Em 1996, quando trabalhava como correspondente da Folha em Pequim, consegui visto de entrada para o "reino eremita" da ortodoxia comunista.
O regime, orgulhoso de portar o rótulo de "país mais fechado do planeta", recebia jornalistas estrangeiros para vender a imagem de um governo politicamente fortalecido e economicamente vitaminado.
A Coreia do Norte buscava, naquele momento, projetar solidez, pois lidava com perdas impactantes: o fundador do regime, Kim Il-sung, havia morrido dois anos antes, e, em 1991, desaparecera a URSS, patrocinadora histórica do comunismo na península coreana.
Após a morte de Kim Il-sung, e com a ascensão do filho, Kim Jong-il, sacramentava-se a sucessão dinástica no mundo comunista, em meio a incertezas de como lidar com o desafiador cenário desenhado pelo esfarelamento da Guerra Fria e da URSS.
Imagens da Alemanha Ocidental engolindo a porção oriental do país, antes sob tutela do Kremlin, reverberavam em Pyongyang e levavam o regime a acelerar a estratégia de sobrevivência apoiada no domínio de bombas atômicas.

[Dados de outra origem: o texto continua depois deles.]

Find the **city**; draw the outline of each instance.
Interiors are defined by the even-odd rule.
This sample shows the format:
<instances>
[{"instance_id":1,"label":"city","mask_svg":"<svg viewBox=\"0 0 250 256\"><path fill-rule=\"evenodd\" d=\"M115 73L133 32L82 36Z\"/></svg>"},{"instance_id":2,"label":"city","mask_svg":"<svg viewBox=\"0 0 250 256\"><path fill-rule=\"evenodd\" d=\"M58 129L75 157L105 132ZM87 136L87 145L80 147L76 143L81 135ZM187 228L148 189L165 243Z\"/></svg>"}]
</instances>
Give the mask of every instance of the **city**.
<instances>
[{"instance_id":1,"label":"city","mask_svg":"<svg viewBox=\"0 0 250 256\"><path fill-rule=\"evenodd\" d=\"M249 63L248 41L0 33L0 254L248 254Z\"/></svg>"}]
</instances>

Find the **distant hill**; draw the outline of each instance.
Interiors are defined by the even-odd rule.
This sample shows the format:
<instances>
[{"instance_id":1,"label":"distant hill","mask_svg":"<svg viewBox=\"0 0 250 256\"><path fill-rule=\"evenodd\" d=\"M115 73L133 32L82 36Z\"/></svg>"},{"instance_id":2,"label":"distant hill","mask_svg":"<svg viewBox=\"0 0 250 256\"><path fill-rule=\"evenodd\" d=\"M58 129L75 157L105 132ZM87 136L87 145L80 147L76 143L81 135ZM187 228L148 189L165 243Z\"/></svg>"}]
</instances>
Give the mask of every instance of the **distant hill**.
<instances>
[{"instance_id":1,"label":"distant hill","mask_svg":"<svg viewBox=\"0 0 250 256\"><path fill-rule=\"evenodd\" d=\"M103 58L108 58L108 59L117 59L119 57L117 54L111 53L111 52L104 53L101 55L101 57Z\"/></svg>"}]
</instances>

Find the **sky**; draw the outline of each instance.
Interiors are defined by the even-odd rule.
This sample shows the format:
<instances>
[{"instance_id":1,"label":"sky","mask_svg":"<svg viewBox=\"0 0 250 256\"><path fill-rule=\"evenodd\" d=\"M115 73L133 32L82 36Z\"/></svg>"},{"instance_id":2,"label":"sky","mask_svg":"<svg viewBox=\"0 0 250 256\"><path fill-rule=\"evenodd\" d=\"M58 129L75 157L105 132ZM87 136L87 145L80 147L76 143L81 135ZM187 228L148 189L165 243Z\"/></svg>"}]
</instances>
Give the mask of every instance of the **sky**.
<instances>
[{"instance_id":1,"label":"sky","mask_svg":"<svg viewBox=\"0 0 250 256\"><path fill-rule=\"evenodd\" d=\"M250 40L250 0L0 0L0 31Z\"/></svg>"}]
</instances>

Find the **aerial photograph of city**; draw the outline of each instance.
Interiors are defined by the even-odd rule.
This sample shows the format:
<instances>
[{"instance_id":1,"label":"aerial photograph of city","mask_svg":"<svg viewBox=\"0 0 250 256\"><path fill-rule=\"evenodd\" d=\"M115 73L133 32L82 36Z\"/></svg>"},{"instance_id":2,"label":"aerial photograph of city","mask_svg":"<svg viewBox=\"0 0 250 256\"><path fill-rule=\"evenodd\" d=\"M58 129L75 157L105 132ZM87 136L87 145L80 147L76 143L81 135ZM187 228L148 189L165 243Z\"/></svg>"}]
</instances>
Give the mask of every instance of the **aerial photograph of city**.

Apesar do isolamento crescente no cenário pós-Guerra Fria, a Coreia do Norte encontrou no Oriente Médio terreno fértil para fermentar escassas alianças, baseadas em pilares ideológicos, como o antiamericanismo, e em interesses econômicos, com a possibilidade de venda de tecnologia nuclear e de mísseis, além de armamentos leves, a países como Irã e Síria.
Digitais de know-how norte-coreano foram encontradas na construção, pelo grupo palestino Hamas, de túneis subterrâneos, para infiltrar terroristas em solo israelense.
Já em 1978, a Coreia do Sul descobriu a primeira de uma série de passagens escavadas, na sua região de fronteira, pela dinastia dos Kim.
Na Arábia Saudita, desabaram, dois anos atrás, mísseis produzidos na Coreia do Norte, segundo o serviço de inteligência sul-coreano.
Os disparos de mísseis foram feitos por rebeldes do vizinho Iêmen, apoiados pelo Irã, em resposta ao apoio saudita ao governo iemenita, alinhado às monarquias árabes do Golfo Pérsico.
No complexo tabuleiro do Oriente Médio, a Coreia do Norte também mexe peças.
Desarmar o regime de Kim Jong-un, por meio de um acordo diplomático provavelmente capitaneado pela China, dona de laços relevantes com Pyongyang, traria consequências em escala global, muito além de paragens na Ásia-Pacífico.